When we talk about factoring polynomials, we are referring to the process of breaking down a polynomial into simpler parts called factors that when multiplied together give back the original polynomial. It's similar to breaking down a number into its prime factors, but with polynomials, we use variables as well.

For instance, take the polynomial \(x^2 - x - 2\). Factorization involves finding two binomials, which when multiplied together, result in the original polynomial. In our example, these can be \(x - 2\) and \(x + 1\), because \(x - 2\) times \(x + 1\) gives \(x^2 - x - 2\). So, we can write \[x^2 - x - 2 = (x - 2)(x + 1)\]. This process can help simplify complex algebraic expressions and solve equations more effectively.
When dividing polynomials, like in the exercise, factoring helps reduce the expressions to a simpler form before performing the division.

The reciprocal of a fraction is obtained simply by swapping its numerator and denominator. Think of it as flipping the fraction upside down. If you have a fraction, such as \(\frac{a}{b}\), its reciprocal is \(\frac{b}{a}\). It's essential to note that the product of a fraction and its reciprocal is always 1, assuming that neither a nor b is zero.
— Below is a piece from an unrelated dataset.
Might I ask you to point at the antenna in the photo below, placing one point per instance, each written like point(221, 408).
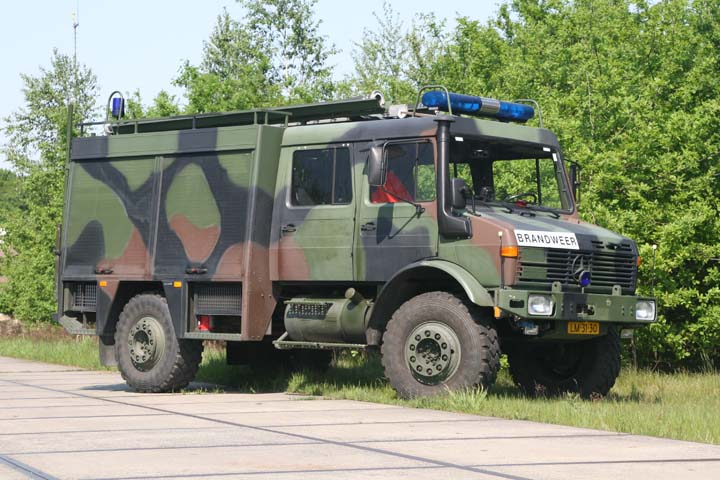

In the case of complex expressions or polynomials, the process remains the same. Take for example the fraction \(\frac{x^2 - 3x - 4}{40 - 3x - x^2}\) from our original problem. The reciprocal is found by flipping the numerator with the denominator, resulting in \(\frac{-(x-4)(x+5)}{(x-4)(x+1)}\). The reciprocal is crucial in the process of dividing one polynomial by another, as division by a fraction is equivalent to multiplication by its reciprocal.

To simplify an expression means to reduce it to its most basic form. This is carried out by performing operations like addition, subtraction, multiplication, and division, along with canceling out common factors in fractions. Simplification makes expressions easier to understand and work with.

In the context of dividing polynomials, after multiplying the fractions by their reciprocals, you might find common terms in both the numerator and the denominator. These common terms can be cancelled out, just like you would cancel common factors in numerical fractions. For example, if you have \(\frac{(x-2)(x+1)}{(x-5)(x-2)} \times \frac{-(x-4)(x+5)}{(x-4)(x+1)}\), you can see that \(x-2)\), \(x+1)\), and \(x-4)\) appear in both the numerators and denominators. Canceling these out, the simplified form of the expression becomes \(\frac{-1 \cdot (x+5)}{x-5}\), which makes the solution easier to interpret.